The pictures have to be a certain size (file size) I think there is a how-to on posting pics in the FAQ. Or someone else will come along and tell you cause I just seem to be able to make it work most times
09:50 AM 09-29-2007
Kelvin, welcome to the forum.
is a link on how to post pitchers/images. You might need a couple more posts before the system will allow it.
06:50 PM 09-29-2007
OK - Thanks for the help again.
Here is a test of the image - two baths will be reno'd with a healthy smattering of tile.
07:22 PM 09-29-2007
The choice of your material is a bit of an issue.
Slate could be either a really good or a really bad choice, depending on the type of stone you actually have.
A true, fully metamorphosed slate would be an awesome stone to use in a shower. It will be dense and solid and will have no absorption or flaking issues. These stones will be overall more pricey and could hail mostly from Brazil or even US states like Vermont.
The pretty, colorful, texture rich stones they sell as slates in most tile stores and the Big Boxes will, unfortunately, be a really bad choice. Most of those "stones" are very soft and prone to flaking, spalling and absorption issues. They are not true geologic slates, but could rather be geologically classified as shales. These tiles come mainly from India and China and can be quite reasonably priced. These stones are, in effect, just really old, dry mud. No sealer on this planet will fix what is wrong with these tiles if you use them in a very wet environment like a shower.
It is also not a very good idea at all to use a topical ("high gloss" or "wet look") sealer in a wet environment. You are setting yourself up for trouble if you do. A good quality impregnating sealer or enhancer would be advisable.
Brian in San Diego
09:02 PM 09-29-2007
Adrianna has stated my concerns in the most professional way possible. I happen to really like slate, but would never consider it for a shower or a kitchen floor...unless as Adrianna has pointed out it is of extremely high quality and only if it were honed and calibrated. I would highly recommend you look at some of the porcelain "looks like slate" tiles for a shower application. IMHO opinion slate requires even more maintenance than limestone.

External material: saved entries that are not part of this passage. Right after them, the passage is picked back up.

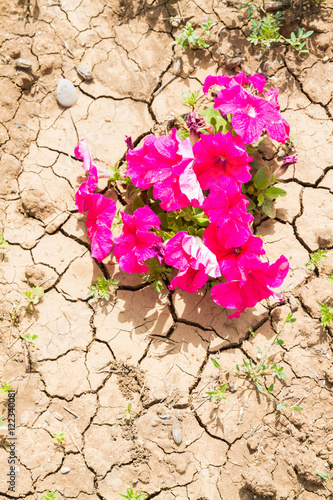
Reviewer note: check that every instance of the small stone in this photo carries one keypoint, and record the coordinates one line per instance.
(66, 93)
(23, 64)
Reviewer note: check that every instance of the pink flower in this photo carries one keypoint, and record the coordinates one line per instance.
(273, 97)
(229, 259)
(81, 152)
(220, 155)
(136, 163)
(255, 284)
(86, 189)
(101, 212)
(225, 206)
(136, 243)
(251, 115)
(258, 81)
(193, 259)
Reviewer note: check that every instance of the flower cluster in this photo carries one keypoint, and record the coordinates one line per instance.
(194, 214)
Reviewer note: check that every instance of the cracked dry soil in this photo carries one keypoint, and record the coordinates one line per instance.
(153, 351)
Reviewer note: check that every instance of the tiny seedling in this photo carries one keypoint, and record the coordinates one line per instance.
(190, 38)
(132, 495)
(50, 495)
(5, 389)
(326, 314)
(3, 242)
(217, 395)
(33, 296)
(316, 259)
(128, 411)
(30, 340)
(59, 437)
(102, 288)
(256, 373)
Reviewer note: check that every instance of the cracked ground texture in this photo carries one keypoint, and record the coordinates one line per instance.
(152, 350)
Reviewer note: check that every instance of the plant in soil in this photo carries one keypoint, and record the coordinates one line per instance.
(316, 260)
(265, 29)
(326, 314)
(128, 411)
(190, 226)
(102, 288)
(33, 297)
(257, 372)
(190, 38)
(5, 388)
(132, 495)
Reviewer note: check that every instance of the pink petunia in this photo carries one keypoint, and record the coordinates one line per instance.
(81, 152)
(258, 81)
(193, 259)
(86, 189)
(255, 284)
(225, 206)
(136, 244)
(251, 115)
(220, 155)
(101, 212)
(136, 165)
(229, 259)
(272, 97)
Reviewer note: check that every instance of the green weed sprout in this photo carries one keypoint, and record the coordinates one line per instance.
(316, 259)
(5, 389)
(33, 296)
(30, 340)
(102, 288)
(131, 495)
(50, 495)
(128, 411)
(266, 31)
(191, 38)
(3, 242)
(326, 314)
(256, 373)
(59, 437)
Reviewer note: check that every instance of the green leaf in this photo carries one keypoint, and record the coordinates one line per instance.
(216, 363)
(261, 199)
(262, 179)
(268, 208)
(274, 192)
(213, 117)
(138, 203)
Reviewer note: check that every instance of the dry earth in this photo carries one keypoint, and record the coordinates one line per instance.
(94, 358)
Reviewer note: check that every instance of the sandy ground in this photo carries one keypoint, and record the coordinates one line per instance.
(148, 349)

For drilling holes I would recommend some diamond hole saws. I use this eBay store
for all my diamond tool needs. Not production type tools (for the most part) but certainly good enough for a few holes that you might need.
Here ya go Kelvin. Slate installed over Kerdi.
09:29 AM 09-30-2007
Very nice Scotty!
:-) Looks like polished slate eh?
09:32 AM 09-30-2007
Thanks Adrianna & Scott. I shopped around yesterday looking for a porcelain tile that would provide a realistic stone and colour. I found 2 or 3 medium grays that would match the black I want to use on the floor, so I think that is the direction we'll go. They also had another similar "almond" tile that we can use in the primary bath.
That is a nice project Brian - All of my tile is gray, so I was also beginning to think that, once sealed, it would become to dark (it was "black" after we applied a wet cloth to the surface) for a small bathroom area with only one light and one small window!
Perhaps this slate could find a new home on the deck! I have a lower deck that is about the right size to take the tile and is solid 2x6 planking.
09:40 AM 09-30-2007
Hi Nivlek - judging by the way you describe your slate tiles, it sounds like you might well have the good kind.